Tailoring vaccine programmes for different farming systems

// Animal Welfare

Vaccination programmes protect both ewes and lambs from a range of diseases but one size does not fit all and different sheep systems will have different vaccine requirements.

sheep close up

Talking at recent Beef + Lamb New Zealand Farming for Profit workshops in Canterbury, StockCare vet Chris Mulvaney outlined factors he suggests farmers consider when putting together a vaccination programme with their animal health providers.

He says a standard five-in-one pre-lamb vaccination will cover lambs for blood poisoning at birth and Tetanus at tailing, but protection against Pulpy Kidney (a clostridial bacteria) tends to run out between tailing and weaning. 

Best practice is to give lambs a 5-in-1 sensitiser at weaning and a booster four weeks later. Ewes will need an annual booster two to three weeks before lambing. 

Chris says the Pulpy Kidney risk is associated with the ingestion of very high-quality feed (lucerne, clover, herbs) when the Pulpy Kidney bacteria can rapidly multiply in the intestines. Ewes and lambs on typical ryegrass type pastures are at a much lower risk so the lack of adequate protection is not an issue.

There are four strains of Pulpy Kidney bacteria (A, B, C & D) and another clostridial bacteria (sordellii) has been implicated as a cause of sudden death as well.  Five-in-1 vaccines only protect against strain D. He says it is very difficult to diagnose which bacteria or strain is the cause of sudden deaths.

If farmers are seeing sudden deaths in lambs and/or ewes despite 5-in-1 vaccination they may need to review their current programme.

Chris says unexpected sudden deaths in sheep grazing high-quality forages may be due to Red Gut, Bloat or Clostridial disease. Red Gut and Bloat are relatively easy to diagnose. If deaths are not caused by one of these, they are most likely due to clostridia.
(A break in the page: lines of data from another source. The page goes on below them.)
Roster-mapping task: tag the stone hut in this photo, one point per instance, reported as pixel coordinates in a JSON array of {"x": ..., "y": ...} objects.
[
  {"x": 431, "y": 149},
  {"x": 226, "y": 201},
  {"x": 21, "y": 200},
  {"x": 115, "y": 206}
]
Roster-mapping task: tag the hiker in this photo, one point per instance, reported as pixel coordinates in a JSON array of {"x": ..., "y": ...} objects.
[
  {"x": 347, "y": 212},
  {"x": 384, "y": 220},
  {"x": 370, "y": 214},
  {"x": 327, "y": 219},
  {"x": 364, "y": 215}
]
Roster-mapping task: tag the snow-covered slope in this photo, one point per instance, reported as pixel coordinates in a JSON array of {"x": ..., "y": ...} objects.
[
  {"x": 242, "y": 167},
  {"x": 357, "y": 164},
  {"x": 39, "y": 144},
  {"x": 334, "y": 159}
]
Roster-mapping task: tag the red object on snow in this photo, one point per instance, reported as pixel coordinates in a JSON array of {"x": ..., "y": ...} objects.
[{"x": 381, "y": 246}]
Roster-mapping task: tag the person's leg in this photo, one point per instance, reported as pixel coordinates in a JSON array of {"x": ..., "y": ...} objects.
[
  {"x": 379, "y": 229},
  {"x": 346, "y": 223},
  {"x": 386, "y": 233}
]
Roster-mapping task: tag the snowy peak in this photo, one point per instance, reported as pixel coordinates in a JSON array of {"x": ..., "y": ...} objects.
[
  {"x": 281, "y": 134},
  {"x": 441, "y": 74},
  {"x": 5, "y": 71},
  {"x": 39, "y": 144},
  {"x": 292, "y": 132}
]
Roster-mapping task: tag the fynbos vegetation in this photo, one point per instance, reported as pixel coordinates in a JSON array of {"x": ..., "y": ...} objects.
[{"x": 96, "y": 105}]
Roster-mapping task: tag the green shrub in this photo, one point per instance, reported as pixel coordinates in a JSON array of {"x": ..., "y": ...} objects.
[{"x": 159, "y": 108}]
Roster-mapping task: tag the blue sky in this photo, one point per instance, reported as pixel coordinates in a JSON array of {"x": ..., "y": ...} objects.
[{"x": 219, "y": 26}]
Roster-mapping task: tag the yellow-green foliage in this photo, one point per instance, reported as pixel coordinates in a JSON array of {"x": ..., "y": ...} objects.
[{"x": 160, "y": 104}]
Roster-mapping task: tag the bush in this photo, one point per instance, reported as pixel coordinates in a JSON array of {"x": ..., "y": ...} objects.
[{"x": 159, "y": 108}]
While the “rocket fuel” forages are valuable for driving growth rates, they do come with risks. These can be minimized by avoiding sudden dietary changes, not running lambs onto the forage when they are hungry and giving them access to fibre. Lambs will eat fibre when they need it.

A recent study in Wairarapa showed 13% of lambs were not getting enough colostrum. If they are not getting enough colostrum they are not getting enough antibodies to protect them.

Lambs need to have colostrum within the first 12 hours so giving two-day old lambs colostrum is a waste of time, says Chris. Make sure every ewe is vaccinated correctly.

Preventing sudden death in ewes and lambs which have been vaccinated with the standard 5-in-1.

If there is some suspicion that the deaths might be related to clostridial disease, Chris suggests vaccination options based on knowing what type of sheep are dying and when they are dying.

1.  Lambs dying between tailing and weaning

  • Vaccinate the ewes two to three weeks pre-lamb and this should provide the lambs with some protection.
  • Five-in-1 sensitiser in lambs at tailing and a booster four weeks later.  Make sure all the lambs are older than about four weeks. 

2. Lambs dying after weaning despite 5-in-1 vaccination

  • All clostridial vaccines protect against pulpy kidney for up to 12 weeks so another booster 5-in-1 booster may help, but again this will only protect against strain D.
  • Vaccinate lambs at weaning and four weeks later with Coglavax 8 or Covexin 10.

3.  Ewes dying between set stocking and weaning

  • Change to a Coglavax 8 or Covexin 10 programme. This means the ewes have to get a sensitiser and then the pre-lamb booster in the first year. Then the ewe lambs need a sensitiser and booster at weaning and the ewes a pre-lamb booster every year.

Talk to your animal health professional about a vaccination programme for your specific farming system.